Per Alessia Pifferi il pubblico ministero Francesco De Tommasi ha chiesto il massimo della pena, l’ergastolo: stando alla sua ricostruzione, la 38enne, finita a processo con l’accusa di omicidio volontario aggravato, agì consapevolmente dopo aver premeditato ciò che stava facendo per “divertirsi e avere i suoi spazi in vacanza” quando, nel luglio del 2022, lasciò la figlia di appena 18 mesi da sola in casa per sei giorni, facendola morire di fame e sete “dopo sofferenze atroci e terribili”.
L’avvocato Alessia Pontenani, che la assiste, pensa che non sia così: che la donna, giudicata “pienamente capace di intendere e di volere” dal perito Elvezio Pirfo, abbia in realtà delle “turbe psichiche” e dei “deficit cognitivi” che non le consentirebbero di essere pienamente cosciente della realtà dei fatti. Lo ha dichiarato a Cusano Italia Tv rispondendo alle domande dei giornalisti Fabio Camillacci e Gabriele Raho, facendo riferimento, in particolare, ai documenti sul suo passato medico raccolti nell’ambito delle indagini difensive, acquisiti dalla Corte (che ha comunque rigettato la richiesta di un’integrazione della perizia) nel corso dell’ultima udienza del processo. La prossima è in programma per il 13 maggio.
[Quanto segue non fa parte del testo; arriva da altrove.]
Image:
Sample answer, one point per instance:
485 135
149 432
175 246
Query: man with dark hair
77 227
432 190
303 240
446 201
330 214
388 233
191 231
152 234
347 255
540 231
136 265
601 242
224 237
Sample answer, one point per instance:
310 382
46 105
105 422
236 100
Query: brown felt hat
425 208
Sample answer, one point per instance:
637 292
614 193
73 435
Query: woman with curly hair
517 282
Poi sarà emessa la sentenza.
Il pm chiede l’ergastolo per Alessia Pifferi: il commento del suo avvocato su Cusano Italia Tv
Sulla richiesta del massimo della pena
“La perizia del dottor Pirfo, che ha riconosciuto Alessia pienamente capace di intendere e di volere, è stata falsata, dal mio punto di vista, non solo dall’indagine in corso (sull’avvocato di Pifferi e su due psicologhe del San Vittore che la visitarono, ndr), partita praticamente ‘in contemporanea’, ma anche dal fatto che, come tutti gli altri consulenti di parte, Pirfo non ha potuto valutare la documentazione che ho prodotto, da cui risulta, praticamente, che la mia assistita è una bambina”, ha dichiarato l’avvocato Pontenani a “Crimini e criminologia”.
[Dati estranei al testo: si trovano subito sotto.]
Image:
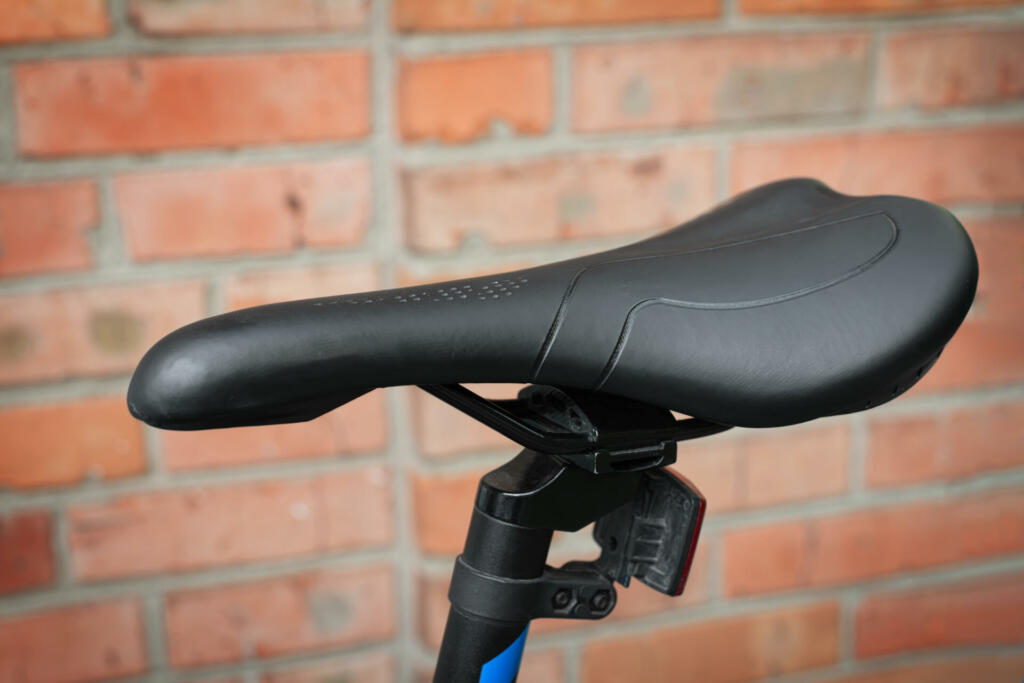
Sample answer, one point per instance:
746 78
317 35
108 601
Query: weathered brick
360 669
442 431
88 642
182 214
61 443
988 611
939 69
116 104
25 20
704 80
871 543
443 504
256 288
863 6
735 648
26 551
90 331
45 226
460 97
945 445
975 164
758 469
584 196
357 427
173 530
988 667
414 15
230 16
313 610
985 350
“Tale documentazione – ha aggiunto – è stata acquisita e la Corte, a prescindere dalla perizia, potrebbe anche decidere di valutarla. Vedremo cosa succederà a maggio, non voglio essere né troppo ottimista, né troppo pessimista: secondo me Alessia non voleva uccidere la bambina. L’ha lasciata morire e su questo siamo tutti d’accordo, ma è diverso. Bisogna fare una distinzione tra l’azione e l’omissione: Alessia non può rendersi conto della differenza. Dice di non aver ucciso Diana perché non le ha fatto del male. Continua a ripetere che era convinta che il famoso biberon con il latte che aveva lasciato uscendo di casa fosse sufficiente a farla sopravvivere”.
Sui presunti problemi psichici dell’imputata
A differenza del pm De Tommasi, il legale ritiene quindi che l’imputata non avesse premeditato la morte della bambina: che abbia agito da incosciente a causa dei problemi psichici di cui soffrirebbe fin da piccola, come emerso, appunto, dai documenti sul suo passato medico che ha da poco raccolto e presentato ai giudici. Punterà, di conseguenza, al solo riconoscimento “dell’abbandono di minore con morte“. “Il pubblico ministero (nella sua requisitoria, ndr) ha parlato solo ed esclusivamente di quella settimana (quella in cui la piccola Diana morì, ndr)”, ha spiegato.
“Secondo me una persona andrebbe invece valutata in toto e non solo per il reato che ha commesso. Bisognerebbe ricostruire la sua storia. Alessia da ragazzina è stata abbandonata a sé stessa nonostante avesse turbe psichiche e deficit cognitivi; è stata cresciuta dai nonni e poi dalla sorella – perché la madre e il padre erano sempre a lavoro -, abusata sessualmente da una persona che ora non c’è più e si è poi sposata con un uomo molto più grande di lei. Non sapeva nemmeno di essere rimasta incinta“.
“Andava aiutata, non andava lasciata da sola con la bambina. Questo è il risultato”, ha concluso, mettendo in evidenza il fatto che se davvero la sua assistita avesse voluto uccidere la figlia avrebbe potuto farlo in tanti altri modi per poi abbandonare il suo corpicino senza che nessuno se ne accorgesse, visto che Diana, a tutti gli effetti, era “una bambina invisibile“, senza “pediatra” e senza “tessera sanitaria”, con “una famiglia d’origine che si disinteressava completamente sia a lei che alla madre”.